Generational crises, such as the credit crunch, pandemic, and energy price shock, may have raised expectations for the state to act as a safety net. Financial success can also breed a motivation to protect it, leading to increased lobbying by powerful interest groups that "slow a society's potential to adopt new technologies and reallocate resources in response to changing circumstances," as economist Mancur Olson observed [1]. Nimbyism (Not In My Back Yard), industrial lobbies, and rising regulatory constraints are all examples of such forces.

California, for instance, is experiencing one of the highest rates of enterprise exodus among US states due to excessive regulations and red tape [2].

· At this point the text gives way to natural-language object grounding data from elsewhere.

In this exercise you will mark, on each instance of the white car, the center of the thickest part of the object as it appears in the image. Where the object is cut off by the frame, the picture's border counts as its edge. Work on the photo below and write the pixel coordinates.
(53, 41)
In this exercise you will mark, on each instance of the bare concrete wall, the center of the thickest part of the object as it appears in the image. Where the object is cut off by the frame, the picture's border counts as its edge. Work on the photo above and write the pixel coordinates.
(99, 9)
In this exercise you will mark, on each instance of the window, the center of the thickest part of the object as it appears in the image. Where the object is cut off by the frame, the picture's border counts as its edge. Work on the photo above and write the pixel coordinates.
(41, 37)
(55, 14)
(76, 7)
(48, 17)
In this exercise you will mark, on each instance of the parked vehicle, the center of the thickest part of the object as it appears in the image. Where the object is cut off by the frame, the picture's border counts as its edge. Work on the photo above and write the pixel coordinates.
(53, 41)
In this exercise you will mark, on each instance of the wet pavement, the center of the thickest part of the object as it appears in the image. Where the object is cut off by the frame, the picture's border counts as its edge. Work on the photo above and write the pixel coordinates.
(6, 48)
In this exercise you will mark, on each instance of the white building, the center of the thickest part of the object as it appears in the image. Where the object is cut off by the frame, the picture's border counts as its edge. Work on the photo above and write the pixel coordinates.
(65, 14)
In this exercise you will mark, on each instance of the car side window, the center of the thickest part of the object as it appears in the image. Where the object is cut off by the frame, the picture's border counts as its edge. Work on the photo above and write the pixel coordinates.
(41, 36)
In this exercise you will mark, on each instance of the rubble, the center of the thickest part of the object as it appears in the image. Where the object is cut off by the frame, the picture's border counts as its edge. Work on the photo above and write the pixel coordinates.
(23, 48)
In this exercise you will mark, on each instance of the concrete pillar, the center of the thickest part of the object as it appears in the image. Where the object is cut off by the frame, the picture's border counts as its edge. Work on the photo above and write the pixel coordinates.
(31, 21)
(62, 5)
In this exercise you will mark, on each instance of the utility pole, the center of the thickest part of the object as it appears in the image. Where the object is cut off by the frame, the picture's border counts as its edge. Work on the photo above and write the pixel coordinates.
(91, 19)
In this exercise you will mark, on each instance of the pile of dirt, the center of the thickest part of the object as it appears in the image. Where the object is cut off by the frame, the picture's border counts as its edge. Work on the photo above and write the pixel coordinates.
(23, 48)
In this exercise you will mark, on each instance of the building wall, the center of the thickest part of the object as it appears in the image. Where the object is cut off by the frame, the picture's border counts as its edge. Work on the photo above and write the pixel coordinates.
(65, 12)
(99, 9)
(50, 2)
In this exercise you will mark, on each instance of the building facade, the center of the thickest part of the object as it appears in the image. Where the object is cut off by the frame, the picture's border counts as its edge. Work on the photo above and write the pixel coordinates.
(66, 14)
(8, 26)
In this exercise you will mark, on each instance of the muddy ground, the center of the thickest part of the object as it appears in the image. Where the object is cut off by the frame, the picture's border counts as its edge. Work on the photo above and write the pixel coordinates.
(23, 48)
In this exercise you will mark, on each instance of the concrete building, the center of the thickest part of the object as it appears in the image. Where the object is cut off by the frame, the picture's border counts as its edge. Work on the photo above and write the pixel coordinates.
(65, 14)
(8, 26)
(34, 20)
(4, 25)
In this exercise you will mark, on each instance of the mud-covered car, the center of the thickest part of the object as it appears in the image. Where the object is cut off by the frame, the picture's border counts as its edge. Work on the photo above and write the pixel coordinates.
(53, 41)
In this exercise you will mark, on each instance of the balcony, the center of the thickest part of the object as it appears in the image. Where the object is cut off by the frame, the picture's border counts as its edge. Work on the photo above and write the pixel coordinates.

The Role of Economic Agility in Countering Preservation Forces

A greater emphasis on economic agility can help counterbalance preservation forces. Trade and competition regimes should reduce barriers to market entry, while national reskilling programs should support industrial transformation. Chapter regimes must ensure that businesses fail swiftly and effectively, and the powers of lobby groups need to be checked. Future rescue and restoration plans should also be more targeted.

The AI revolution might yet spark a wave of innovation and creative destruction. Trade wars could separate the wheat from the chaff, while higher interest rates might eliminate zombie corporations. However, this should not give us a false sense of security about the actual dynamism of our economies.

[1] Olson, Mancur (1982). The Rise and Decline of Nations: Economic Growth, Political Power, and the Welfare of Nations. Yale University Press.